Evet, Fabri’nin Beşiktaş’a olan transferinde payım var. Beşiktaş’ta iken kulüp kaleci arıyordu ve neredeyse 20 tane aday vardı. Ben de Fabri’yi önerdim. Ancak o Beşiktaş’a transfer olduğunda ben artık Türkiye’de değildim. Beşiktaş’taki kontratım bittikten bir yıl sonra da Fulham’da göreve başladım. Onlar da kaleci arıyordu. Ben yine Fabri’yi önerdim. Ama Londra’da işler istediğim gibi gitmedi ve ben takımdan ayrıldım. Onunla birlikte Fulham’da sadece iki maça çıkabildik. Ama büyük rol oynamaktan çok fikrimi söyledim, onlar da bana güvendi.

Türk futbolunu hala takip ediyor musunuz? Beğendiğiniz Türk kaleciler var mı?

Evet, takip ediyorum. Özellikle Beşiktaş’ı yakından takip ediyorum. En son dün oynanan Galatasaray - Adana Demirspor maçını izledim ancak maç tamamlanamadı. Kaleci konusuna gelirsek, bence Türkiye’de çok çok iyi kaleciler var.

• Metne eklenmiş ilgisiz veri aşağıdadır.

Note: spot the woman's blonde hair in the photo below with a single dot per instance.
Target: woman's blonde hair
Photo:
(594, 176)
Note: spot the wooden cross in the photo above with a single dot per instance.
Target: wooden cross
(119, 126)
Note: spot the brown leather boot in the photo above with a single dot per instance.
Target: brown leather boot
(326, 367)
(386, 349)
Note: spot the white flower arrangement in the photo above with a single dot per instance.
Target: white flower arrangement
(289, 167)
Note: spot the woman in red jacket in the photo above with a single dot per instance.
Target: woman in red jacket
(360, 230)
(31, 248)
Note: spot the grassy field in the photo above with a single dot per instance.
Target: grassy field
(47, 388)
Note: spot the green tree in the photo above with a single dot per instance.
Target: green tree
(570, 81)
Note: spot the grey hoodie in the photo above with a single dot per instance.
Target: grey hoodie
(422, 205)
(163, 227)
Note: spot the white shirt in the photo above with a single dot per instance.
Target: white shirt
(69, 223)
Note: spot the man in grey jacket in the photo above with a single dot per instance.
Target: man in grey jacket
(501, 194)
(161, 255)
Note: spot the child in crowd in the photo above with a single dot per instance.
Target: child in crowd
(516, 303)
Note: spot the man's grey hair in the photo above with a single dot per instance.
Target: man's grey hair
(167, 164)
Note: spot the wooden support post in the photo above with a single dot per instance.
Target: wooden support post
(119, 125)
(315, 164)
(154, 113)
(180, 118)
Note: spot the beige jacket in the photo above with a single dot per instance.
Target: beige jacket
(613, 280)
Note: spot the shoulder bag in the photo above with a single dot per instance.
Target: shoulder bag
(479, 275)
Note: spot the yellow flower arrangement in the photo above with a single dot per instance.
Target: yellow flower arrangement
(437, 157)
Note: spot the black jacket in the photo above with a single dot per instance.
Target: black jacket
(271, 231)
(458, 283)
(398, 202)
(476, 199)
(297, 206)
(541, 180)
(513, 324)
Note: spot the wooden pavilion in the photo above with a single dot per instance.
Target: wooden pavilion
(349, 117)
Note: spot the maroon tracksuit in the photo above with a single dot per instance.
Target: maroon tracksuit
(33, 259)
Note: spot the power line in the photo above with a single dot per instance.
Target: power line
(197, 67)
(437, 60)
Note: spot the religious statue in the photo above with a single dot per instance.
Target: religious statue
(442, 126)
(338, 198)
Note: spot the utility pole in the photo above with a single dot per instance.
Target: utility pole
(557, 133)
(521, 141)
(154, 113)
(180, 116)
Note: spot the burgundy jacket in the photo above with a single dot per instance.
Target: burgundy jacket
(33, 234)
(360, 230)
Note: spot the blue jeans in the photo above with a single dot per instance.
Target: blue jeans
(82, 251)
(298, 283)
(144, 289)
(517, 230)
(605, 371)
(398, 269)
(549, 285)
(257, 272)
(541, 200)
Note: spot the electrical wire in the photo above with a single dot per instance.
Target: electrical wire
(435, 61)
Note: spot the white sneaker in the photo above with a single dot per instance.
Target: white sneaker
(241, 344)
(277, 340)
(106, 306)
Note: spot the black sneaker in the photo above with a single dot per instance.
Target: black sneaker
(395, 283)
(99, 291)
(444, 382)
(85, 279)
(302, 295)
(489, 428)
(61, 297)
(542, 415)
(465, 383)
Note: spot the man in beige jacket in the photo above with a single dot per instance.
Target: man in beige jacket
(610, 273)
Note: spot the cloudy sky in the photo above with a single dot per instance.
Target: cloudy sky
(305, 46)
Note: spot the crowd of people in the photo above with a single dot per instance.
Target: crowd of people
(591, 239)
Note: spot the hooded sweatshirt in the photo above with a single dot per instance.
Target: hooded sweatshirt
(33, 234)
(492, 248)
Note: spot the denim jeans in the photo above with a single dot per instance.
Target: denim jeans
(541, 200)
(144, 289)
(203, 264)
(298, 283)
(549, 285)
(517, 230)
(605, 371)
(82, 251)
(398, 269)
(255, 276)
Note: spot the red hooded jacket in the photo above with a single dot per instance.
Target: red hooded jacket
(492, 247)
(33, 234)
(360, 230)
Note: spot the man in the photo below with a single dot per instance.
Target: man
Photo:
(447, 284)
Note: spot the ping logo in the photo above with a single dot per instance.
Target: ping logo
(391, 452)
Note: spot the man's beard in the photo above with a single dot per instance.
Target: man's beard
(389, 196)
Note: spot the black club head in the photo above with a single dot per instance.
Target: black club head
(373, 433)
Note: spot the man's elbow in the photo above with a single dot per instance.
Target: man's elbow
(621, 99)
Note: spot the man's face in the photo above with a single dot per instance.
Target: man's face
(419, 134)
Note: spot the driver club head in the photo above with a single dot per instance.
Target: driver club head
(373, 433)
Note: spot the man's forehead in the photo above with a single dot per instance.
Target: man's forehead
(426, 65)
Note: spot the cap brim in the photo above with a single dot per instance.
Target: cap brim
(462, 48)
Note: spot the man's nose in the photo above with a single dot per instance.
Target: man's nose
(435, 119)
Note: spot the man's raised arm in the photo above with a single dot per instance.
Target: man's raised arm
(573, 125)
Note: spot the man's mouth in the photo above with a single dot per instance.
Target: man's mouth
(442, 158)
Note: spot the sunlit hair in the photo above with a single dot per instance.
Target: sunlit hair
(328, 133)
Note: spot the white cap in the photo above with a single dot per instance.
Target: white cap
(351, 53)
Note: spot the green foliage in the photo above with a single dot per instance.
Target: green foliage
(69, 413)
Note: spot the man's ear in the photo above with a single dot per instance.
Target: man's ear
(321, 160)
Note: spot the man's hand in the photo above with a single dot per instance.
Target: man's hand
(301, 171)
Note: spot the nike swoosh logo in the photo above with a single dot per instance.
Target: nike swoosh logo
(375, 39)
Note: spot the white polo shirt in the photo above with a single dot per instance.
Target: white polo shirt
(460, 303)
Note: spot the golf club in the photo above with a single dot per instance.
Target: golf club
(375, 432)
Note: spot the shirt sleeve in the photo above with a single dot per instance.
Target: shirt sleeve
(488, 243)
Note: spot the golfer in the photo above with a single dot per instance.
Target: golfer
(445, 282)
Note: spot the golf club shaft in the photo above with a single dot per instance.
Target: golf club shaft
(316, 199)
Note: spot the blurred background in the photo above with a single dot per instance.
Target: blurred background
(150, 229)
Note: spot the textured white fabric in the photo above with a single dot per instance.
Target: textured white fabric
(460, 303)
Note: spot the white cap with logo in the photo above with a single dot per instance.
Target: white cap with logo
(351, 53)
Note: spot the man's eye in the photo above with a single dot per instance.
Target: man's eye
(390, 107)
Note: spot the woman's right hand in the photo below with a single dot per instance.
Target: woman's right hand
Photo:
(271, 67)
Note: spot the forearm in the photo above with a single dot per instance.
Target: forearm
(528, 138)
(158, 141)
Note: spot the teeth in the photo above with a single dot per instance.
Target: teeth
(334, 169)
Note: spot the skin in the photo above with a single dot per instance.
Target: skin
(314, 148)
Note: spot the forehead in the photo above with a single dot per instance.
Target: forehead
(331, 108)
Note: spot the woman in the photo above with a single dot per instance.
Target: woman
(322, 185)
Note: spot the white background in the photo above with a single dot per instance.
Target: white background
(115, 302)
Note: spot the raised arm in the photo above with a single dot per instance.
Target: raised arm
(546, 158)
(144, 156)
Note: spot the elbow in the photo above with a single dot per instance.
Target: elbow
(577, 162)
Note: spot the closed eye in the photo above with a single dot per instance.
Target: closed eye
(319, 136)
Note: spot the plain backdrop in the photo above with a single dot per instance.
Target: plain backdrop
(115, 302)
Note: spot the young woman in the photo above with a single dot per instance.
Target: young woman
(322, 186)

Benim zamanımda Tolga Zengin ve Volkan Demirel gibi çok iyi kaleciler vardı. Ama şu an ki jenerasyonda da çok iyi kaleciler var. Manchester United’ın kalecisi Altay Bayındır’ı, Trabzonspor’un kalecisi Uğurcan Çakır’ı örnek verebilirim.

Peki favoriniz kim?

Dürüst olmak gerekirse Altay Bayındır. Düzenli olarak 11’de yer almıyor ama gerçekten çok iyi bir kaleci. Fenerbahçe’de iken de çok iyiydi. Onu ve oyun tarzını seviyorum.

Türkiye’ye ve Beşiktaş’a göndermek istediğiniz bir mesaj var mı?

Türkiye’de ve Beşiktaş’ta geçirdiğim zaman harikaydı. İnanılmaz bir tecrübeydi. İnsanlar bana karşı çok iyiydi. Sadece her şey için teşekkür edebilirim. Birçok yerde çalıştım. İngiltere’de, Fransa’da, İspanya’da çalıştım. Ama benim için en iyi yer her zaman Türkiye idi. Gerçekten çok ama çok mutluydum.